A second matter of context is the role played in the US of the First Amendment, which is revered as allowing and enabling and facilitatingg freedom of speech, and which, traditionally, allows for a greater freedom of expression than one would find even in the most liberal of democracies in western Europe, where strict laws prohibiting hate speech serve to remove the most egregious examples of such from print and TV (but not from the online world which is not regulated to the same degree, although that debate has yet to take place).
I could make the argument that such extensive freedom of expression ought to carry some sense of obligation or responsibility to put careful thought into what one says in a public forum, as a consequence.
And, a third matter of context, is both the increasing importance of online debate in socio-economic-cultural and political debates, on the one hand, and, on the other, the marked coarsening in both content and tone of much public (and online) discussion and debate that has occurred since the time of the last presidential campaign four years ago.

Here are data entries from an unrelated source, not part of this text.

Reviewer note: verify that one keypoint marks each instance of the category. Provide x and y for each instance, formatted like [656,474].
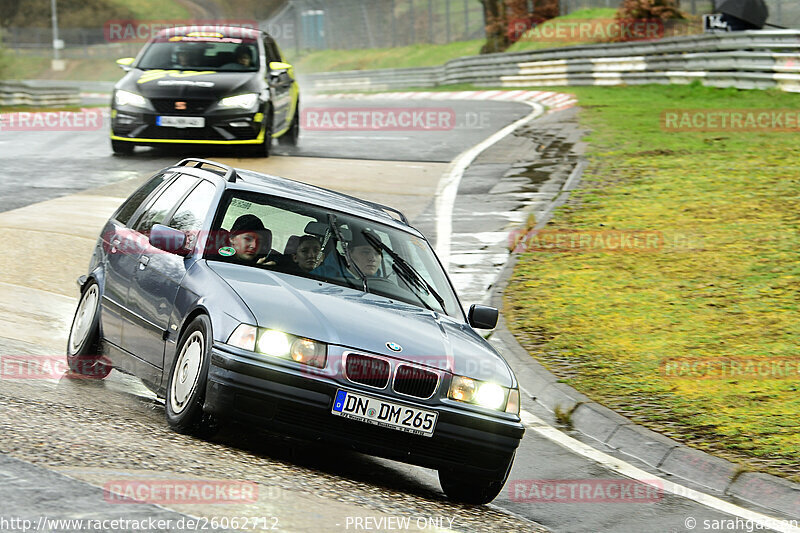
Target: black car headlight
[485,394]
[240,101]
[279,344]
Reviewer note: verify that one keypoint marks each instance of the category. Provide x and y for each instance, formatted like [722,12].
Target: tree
[649,10]
[506,20]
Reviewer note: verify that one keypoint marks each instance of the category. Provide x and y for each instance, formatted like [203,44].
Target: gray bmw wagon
[299,310]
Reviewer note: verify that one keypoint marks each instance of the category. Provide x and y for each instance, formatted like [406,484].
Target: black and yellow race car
[220,85]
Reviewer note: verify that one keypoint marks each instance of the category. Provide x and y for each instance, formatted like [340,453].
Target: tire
[264,149]
[292,135]
[187,381]
[83,345]
[122,148]
[466,488]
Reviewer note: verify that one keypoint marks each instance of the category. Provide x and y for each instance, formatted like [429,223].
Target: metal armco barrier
[744,60]
[26,94]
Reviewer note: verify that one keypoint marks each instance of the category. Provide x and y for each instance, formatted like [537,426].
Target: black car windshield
[305,240]
[204,52]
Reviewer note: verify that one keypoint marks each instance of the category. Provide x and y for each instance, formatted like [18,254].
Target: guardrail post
[430,21]
[466,19]
[447,21]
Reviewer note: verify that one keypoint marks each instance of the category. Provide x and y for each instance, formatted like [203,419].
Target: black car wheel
[292,135]
[120,147]
[83,345]
[471,489]
[187,381]
[263,149]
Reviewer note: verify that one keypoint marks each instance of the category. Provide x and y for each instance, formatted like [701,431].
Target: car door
[120,256]
[280,81]
[158,275]
[137,325]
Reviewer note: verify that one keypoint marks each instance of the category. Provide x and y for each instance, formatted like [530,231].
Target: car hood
[357,320]
[189,83]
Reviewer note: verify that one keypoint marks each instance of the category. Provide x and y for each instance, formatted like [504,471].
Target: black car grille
[367,370]
[193,107]
[415,381]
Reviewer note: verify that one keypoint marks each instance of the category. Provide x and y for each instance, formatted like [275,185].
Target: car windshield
[203,52]
[310,241]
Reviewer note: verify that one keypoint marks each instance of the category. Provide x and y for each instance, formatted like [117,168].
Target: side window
[132,204]
[158,211]
[193,210]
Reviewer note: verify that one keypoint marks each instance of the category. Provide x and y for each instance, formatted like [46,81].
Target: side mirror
[126,62]
[280,71]
[482,317]
[169,240]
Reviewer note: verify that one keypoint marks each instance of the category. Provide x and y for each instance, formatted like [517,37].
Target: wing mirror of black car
[482,317]
[279,71]
[168,239]
[125,63]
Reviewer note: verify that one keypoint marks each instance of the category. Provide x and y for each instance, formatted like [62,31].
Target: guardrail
[27,94]
[745,60]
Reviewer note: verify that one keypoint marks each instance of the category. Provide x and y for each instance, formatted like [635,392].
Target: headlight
[279,344]
[128,98]
[483,393]
[244,101]
[244,337]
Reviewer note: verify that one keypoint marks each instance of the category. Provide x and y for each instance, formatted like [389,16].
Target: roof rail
[381,207]
[230,172]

Thus, taken all together, these three intersecting and interlocking contexts, - the context of the history of the peculiarly fraught nature of race relations in the US which means that racist terms carry an especial sting of offensive contempt that other insults intended to give offence may lack, the fact that freedom of speech is unusually strongly defended in the US, and the fact that the tone and content of much public debate has become coarsened in recent years - all of that means that thought may have to be given to the notion that rules that may have worked in the past, in the case of MR, in regulating debate in the forum may have to be revised somewhat, both in how they are defined and how they may be implemented and enforced.